A lot of people think Covid 19 was a conspiracy of some kind. And I agree. I do think also that it was a conspiracy. I think it was a conspiracy by restaurant owners who were willing to go to great extremes to reduce their overhead just a tiny little bit. Because what they really wanted to do was get rid of the lowest paid employees in the restaurant the dishwashers and the bus boys.
Now, when you go into a restaurant or what used to be a restaurant, you’re still given your food “COVID style,” meaning wrapped up To Go, even if you’re eating in. And if you ask for a plate, people say, oh, we don’t do plates!
“We don’t do plates!”
The world is now allowed to have restaurants without plates, because that started with C O V I D and they decided, “Oh, we’ll just keep on doing that. It saves us the mere hundred dollars a week we would have spent on bus boys and dishwashers. It’s so worth it. After all, who needs plates and cutlery? We’re baboons, now!”
You go into what used to be a perfectly normal restaurant, and now you’re eating on a pile of napkins with a plastic spark like a homeless person on a park bench. Meanwhile I sit there and think, “You know, when I was building this business, early in my career, I was poor, and I would’ve been fine with this. Honestly, part of me would’ve felt like, This is what I deserve. But now, I’m happy to say I’m doing okay. And I kind of feel like having become a card-carrying member of the going-out-to-eat set, is it too much to ask for a plate with silverware?

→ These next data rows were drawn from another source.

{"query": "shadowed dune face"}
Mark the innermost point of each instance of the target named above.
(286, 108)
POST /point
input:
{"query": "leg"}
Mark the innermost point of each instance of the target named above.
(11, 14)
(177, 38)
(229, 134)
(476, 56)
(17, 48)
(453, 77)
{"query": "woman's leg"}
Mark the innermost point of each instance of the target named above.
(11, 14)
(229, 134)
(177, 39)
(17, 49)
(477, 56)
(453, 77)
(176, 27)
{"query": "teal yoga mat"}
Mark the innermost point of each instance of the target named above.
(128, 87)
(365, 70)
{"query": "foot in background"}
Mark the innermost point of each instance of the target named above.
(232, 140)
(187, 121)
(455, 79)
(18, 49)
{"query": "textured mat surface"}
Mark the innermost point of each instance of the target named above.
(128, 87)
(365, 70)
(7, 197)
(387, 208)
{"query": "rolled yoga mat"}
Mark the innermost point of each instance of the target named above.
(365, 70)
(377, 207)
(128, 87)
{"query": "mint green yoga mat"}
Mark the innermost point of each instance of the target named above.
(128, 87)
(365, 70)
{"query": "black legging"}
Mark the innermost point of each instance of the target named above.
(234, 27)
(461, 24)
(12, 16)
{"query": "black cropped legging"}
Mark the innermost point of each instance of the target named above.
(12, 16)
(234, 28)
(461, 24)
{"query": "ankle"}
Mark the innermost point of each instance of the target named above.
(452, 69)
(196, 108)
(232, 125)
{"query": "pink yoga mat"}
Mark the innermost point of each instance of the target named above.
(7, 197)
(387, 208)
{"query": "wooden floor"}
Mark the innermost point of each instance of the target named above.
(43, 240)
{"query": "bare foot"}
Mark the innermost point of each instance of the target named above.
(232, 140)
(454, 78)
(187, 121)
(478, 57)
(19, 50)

Is this exactly what I deserve?
Maybe being required to eat a messy bean burrito on a pile of napkins is supposed to be a way of acknowledging the COVID casualties and expressing solidarity with their suffering families? Is there a philosophy behind this? I don’t know. All I know is I’m now expected to pay the same price, mind you, the same price, through a point of sale system that now audaciously suggests a 30% tip might be appropriate for counter service, for a meal I will have to eat over a pile of napkins, with bean juice running over my fingers and all over the table. If I’m lucky, a plastic-wrapped spork may be available. So, there’s that. We now live in a land where a spork is a treat. Thanks, COVID!